Travers greeted him with great cordiality; and Lady
Glenalvon asking him to escort her to the refreshment-room,
Kenelm had no option but to offer his arm to Cecilia.
Kenelm felt somewhat embarrassed. “Have
you been long in town, Miss Travers?”
“A little more than a week, but we only settled
into our house yesterday.”
“Ah, indeed! were you then the young lady who—”
He stopped short, and his face grew gentler and graver
in its expression.
“The young lady who—what?”
asked Cecilia with a smile.
“Who has been staying with Lady Glenalvon?”
“Yes; did she tell you?”
“She did not mention your name, but praised
that young lady so justly that I ought to have guessed
it.”
Cecilia made some not very audible answer, and on
entering the refreshment-room other young men gathered
round her, and Lady Glenalvon and Kenelm remained
silent in the midst of a general small-talk.
When Travers, after giving his address to Kenelm,
and, of course, pressing him to call, left the house
with Cecilia, Kenelm said to Lady Glenalvon, musingly,
“So that is the young lady in whom I was to
see my fate: you knew that we had met before?”
“Yes, she told me when and where. Besides,
it is not two years since you wrote to me from her
father’s house. Do you forget?”
“Ah,” said Kenelm, so abstractedly that
he seemed to be dreaming, “no man with his eyes
open rushes on his fate: when he does so his sight
is gone. Love is blind. They say the blind
are very happy, yet I never met a blind man who would
not recover his sight if he could.”
Mr. Chillingly Mivers never gave a dinner
at his own rooms. When he did give a dinner
it was at Greenwich or Richmond. But he gave
breakfast-parties pretty often, and they were considered
pleasant. He had handsome bachelor apartments
in Grosvenor Street, daintily furnished, with a prevalent
air of exquisite neatness, a good library stored with
books of reference, and adorned with presentation copies
from authors of the day, very beautifully bound.

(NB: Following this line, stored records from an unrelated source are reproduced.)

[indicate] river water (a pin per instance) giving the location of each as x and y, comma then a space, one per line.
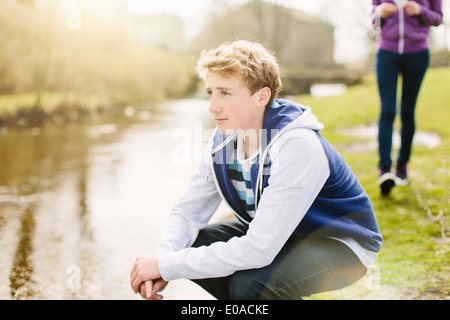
79, 203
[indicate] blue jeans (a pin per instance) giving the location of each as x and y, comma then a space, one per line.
389, 66
303, 267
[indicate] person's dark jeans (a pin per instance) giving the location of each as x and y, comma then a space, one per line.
389, 66
303, 267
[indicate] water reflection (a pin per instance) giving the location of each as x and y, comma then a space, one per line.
22, 269
79, 203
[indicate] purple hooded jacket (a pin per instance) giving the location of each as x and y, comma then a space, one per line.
401, 33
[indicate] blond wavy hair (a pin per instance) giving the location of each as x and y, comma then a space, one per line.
250, 60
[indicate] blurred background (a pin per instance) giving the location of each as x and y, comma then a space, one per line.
103, 118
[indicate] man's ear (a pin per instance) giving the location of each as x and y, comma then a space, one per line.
264, 97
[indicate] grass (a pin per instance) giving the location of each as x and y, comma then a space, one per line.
414, 261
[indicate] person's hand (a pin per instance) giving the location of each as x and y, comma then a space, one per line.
150, 288
385, 9
145, 268
412, 8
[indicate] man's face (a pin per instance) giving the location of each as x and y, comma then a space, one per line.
231, 103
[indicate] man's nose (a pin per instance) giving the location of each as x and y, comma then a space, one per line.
214, 106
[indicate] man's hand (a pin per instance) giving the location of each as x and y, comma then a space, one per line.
385, 9
412, 8
150, 288
145, 277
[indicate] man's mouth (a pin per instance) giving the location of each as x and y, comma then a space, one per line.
220, 120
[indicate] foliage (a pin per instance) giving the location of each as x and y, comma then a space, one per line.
41, 55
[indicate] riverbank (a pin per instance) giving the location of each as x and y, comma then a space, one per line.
414, 261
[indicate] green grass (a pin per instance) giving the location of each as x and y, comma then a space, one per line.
414, 261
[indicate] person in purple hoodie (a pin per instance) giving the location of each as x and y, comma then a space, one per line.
403, 49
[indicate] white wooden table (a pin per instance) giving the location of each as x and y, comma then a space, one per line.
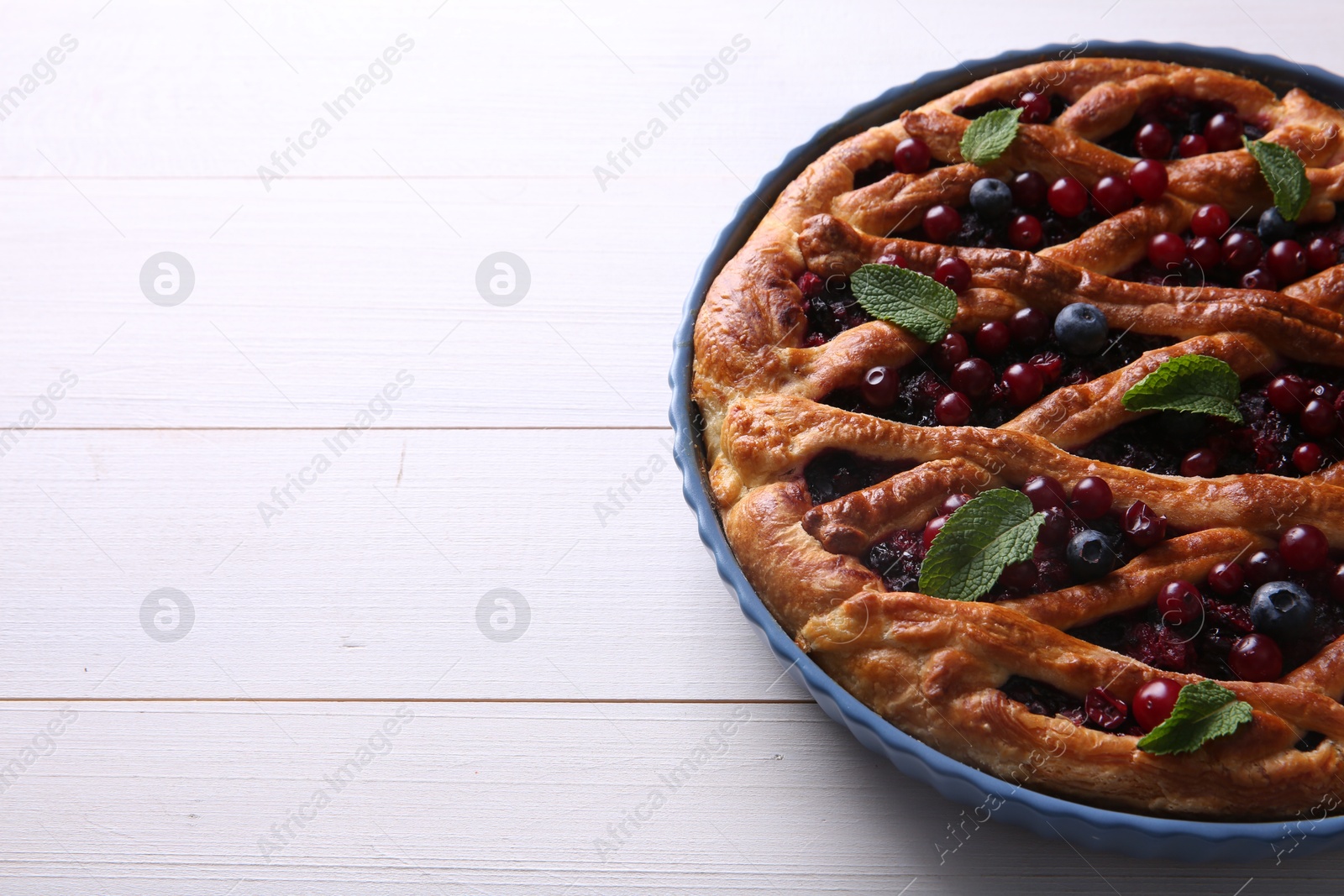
344, 708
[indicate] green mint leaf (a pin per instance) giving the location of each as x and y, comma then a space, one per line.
1195, 383
920, 304
981, 537
1285, 175
990, 134
1203, 711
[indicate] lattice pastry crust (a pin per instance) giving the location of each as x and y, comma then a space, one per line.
934, 667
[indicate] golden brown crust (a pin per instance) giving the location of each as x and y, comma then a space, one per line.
934, 667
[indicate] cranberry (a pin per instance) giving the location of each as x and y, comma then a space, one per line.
1019, 577
952, 351
1166, 250
1258, 278
1092, 497
1210, 221
1307, 457
1025, 231
1028, 190
1055, 530
1319, 418
992, 338
1223, 132
953, 503
1142, 527
953, 409
932, 528
1025, 385
1045, 492
1226, 578
1304, 548
1153, 701
1205, 251
1191, 145
1068, 196
1105, 711
1256, 658
1242, 250
1287, 261
1321, 253
1028, 325
1050, 365
1113, 195
911, 156
974, 376
1265, 566
1288, 394
1200, 463
1148, 177
1153, 141
880, 385
1179, 602
811, 285
941, 222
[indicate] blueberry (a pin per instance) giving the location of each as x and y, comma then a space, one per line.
991, 197
1081, 328
1281, 609
1090, 555
1274, 228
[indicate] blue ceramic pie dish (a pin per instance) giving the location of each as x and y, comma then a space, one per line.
1081, 825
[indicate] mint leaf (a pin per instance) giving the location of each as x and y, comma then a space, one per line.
920, 304
981, 537
1195, 383
1203, 711
1285, 175
990, 134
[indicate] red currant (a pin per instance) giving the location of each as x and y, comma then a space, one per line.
974, 376
1148, 177
1035, 107
1092, 497
1153, 141
1028, 190
880, 385
1191, 145
1200, 463
1166, 250
1113, 195
1025, 385
1307, 457
1256, 658
1179, 602
1142, 527
1226, 578
1028, 325
992, 338
1304, 548
941, 222
953, 273
1321, 253
1287, 261
1045, 492
952, 410
1210, 221
911, 156
1025, 231
1223, 132
1153, 701
1068, 196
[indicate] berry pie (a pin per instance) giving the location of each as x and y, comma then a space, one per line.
1025, 417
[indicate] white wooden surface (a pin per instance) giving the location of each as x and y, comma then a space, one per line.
179, 762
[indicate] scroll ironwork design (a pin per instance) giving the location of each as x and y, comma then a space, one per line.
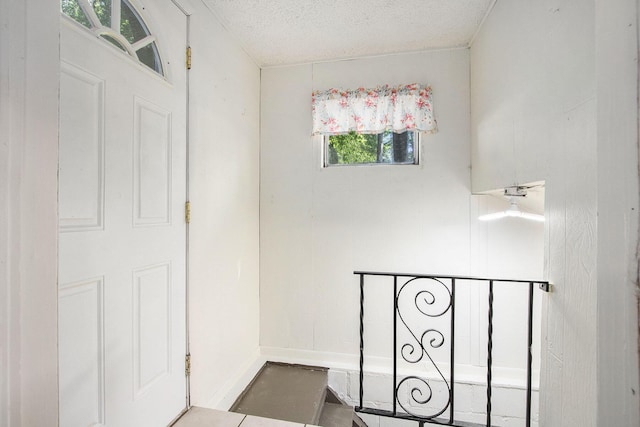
431, 299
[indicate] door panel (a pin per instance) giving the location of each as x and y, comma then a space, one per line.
122, 232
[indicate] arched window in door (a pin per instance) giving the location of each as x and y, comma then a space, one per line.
119, 23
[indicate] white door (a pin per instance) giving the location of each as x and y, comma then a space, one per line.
122, 229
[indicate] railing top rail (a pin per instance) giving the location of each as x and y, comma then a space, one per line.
544, 285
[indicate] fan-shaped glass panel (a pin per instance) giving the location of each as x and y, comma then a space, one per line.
148, 55
131, 25
113, 41
72, 9
98, 15
102, 8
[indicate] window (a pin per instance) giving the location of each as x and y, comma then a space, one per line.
372, 126
118, 23
361, 149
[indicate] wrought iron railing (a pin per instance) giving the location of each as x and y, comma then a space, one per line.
423, 292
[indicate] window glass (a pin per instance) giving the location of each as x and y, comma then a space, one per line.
113, 41
148, 55
131, 26
102, 8
385, 148
72, 9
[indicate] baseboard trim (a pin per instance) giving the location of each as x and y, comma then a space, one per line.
232, 388
465, 374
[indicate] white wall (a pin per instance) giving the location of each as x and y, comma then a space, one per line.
553, 97
28, 212
318, 224
224, 263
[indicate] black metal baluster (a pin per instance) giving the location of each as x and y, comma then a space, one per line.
529, 354
453, 348
489, 351
361, 338
395, 343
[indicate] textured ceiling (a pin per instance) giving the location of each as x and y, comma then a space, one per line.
278, 32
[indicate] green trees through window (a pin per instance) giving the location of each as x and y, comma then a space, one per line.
98, 16
356, 148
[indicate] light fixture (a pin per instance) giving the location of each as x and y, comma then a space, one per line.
514, 211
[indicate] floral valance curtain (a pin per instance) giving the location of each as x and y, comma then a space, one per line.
399, 108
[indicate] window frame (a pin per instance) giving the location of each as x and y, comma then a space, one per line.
417, 147
113, 31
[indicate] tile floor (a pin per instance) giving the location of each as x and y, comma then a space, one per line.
202, 417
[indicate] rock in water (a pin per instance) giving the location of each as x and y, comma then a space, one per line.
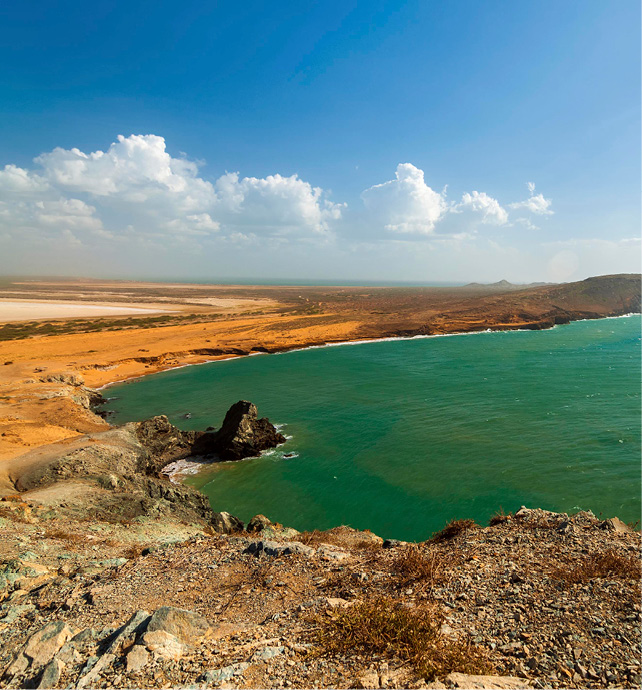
242, 435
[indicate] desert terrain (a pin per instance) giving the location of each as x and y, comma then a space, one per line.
39, 358
113, 576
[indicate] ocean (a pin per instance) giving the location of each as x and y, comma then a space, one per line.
401, 436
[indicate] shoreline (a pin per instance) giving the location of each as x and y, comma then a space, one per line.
367, 341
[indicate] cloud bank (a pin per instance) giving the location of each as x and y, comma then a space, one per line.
136, 209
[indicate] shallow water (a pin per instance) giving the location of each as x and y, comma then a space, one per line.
400, 437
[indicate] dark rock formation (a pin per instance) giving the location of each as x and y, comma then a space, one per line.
242, 435
164, 443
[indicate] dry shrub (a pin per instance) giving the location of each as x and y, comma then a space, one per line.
14, 515
453, 529
413, 564
383, 626
607, 564
499, 518
134, 551
342, 537
63, 535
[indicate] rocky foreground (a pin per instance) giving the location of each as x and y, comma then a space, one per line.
537, 599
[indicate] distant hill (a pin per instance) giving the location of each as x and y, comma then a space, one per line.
506, 285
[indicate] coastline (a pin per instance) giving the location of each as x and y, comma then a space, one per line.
48, 384
226, 358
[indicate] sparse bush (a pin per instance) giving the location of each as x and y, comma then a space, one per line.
453, 529
63, 535
499, 518
383, 626
343, 537
607, 564
413, 564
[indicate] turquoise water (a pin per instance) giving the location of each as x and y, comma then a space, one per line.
402, 436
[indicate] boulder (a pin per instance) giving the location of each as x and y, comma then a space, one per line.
163, 644
220, 675
615, 525
136, 624
276, 549
51, 674
187, 626
41, 647
137, 658
258, 523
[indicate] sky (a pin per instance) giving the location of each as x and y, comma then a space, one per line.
419, 141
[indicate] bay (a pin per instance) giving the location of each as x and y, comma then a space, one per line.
401, 436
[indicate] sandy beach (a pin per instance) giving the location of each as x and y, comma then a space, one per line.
11, 310
41, 376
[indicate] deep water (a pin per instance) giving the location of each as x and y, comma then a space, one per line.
402, 436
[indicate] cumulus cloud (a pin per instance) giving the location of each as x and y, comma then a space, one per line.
536, 203
409, 205
489, 209
137, 189
406, 204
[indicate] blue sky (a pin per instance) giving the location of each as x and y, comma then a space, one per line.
412, 129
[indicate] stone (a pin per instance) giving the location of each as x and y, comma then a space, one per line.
332, 553
225, 523
136, 624
91, 676
258, 523
219, 675
368, 679
267, 653
187, 626
392, 543
473, 682
41, 647
51, 675
163, 644
137, 658
275, 549
615, 525
336, 602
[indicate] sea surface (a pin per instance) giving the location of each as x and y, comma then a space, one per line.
402, 436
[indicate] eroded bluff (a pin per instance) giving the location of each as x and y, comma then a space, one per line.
118, 473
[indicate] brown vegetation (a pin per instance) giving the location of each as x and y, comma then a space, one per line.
386, 627
453, 529
606, 564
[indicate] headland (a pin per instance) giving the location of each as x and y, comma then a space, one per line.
95, 539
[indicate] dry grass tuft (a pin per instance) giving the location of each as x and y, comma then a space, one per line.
453, 529
413, 564
499, 518
607, 564
339, 536
383, 626
134, 551
63, 535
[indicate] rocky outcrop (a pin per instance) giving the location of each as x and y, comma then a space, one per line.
120, 470
242, 435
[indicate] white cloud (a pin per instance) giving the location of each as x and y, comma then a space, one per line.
136, 188
276, 204
536, 203
406, 204
489, 209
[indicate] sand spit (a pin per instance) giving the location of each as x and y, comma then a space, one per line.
14, 310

Though the room served for the study of the professed
man of letters, it had none of the untidy litter which
generally characterizes the study of one whose vocation
it is to deal with books and papers. Even the
implements for writing were not apparent, except when
required. They lay concealed in a vast cylinder
bureau, French made, and French polished. Within
that bureau were numerous pigeon-holes and secret drawers,
and a profound well with a separate patent lock.
In the well were deposited the articles intended
for publication in “The Londoner,” proof-sheets,
etc.; pigeon-holes were devoted to ordinary correspondence;
secret drawers to confidential notes, and outlines
of biographies of eminent men now living, but intended
to be completed for publication the day after their
death.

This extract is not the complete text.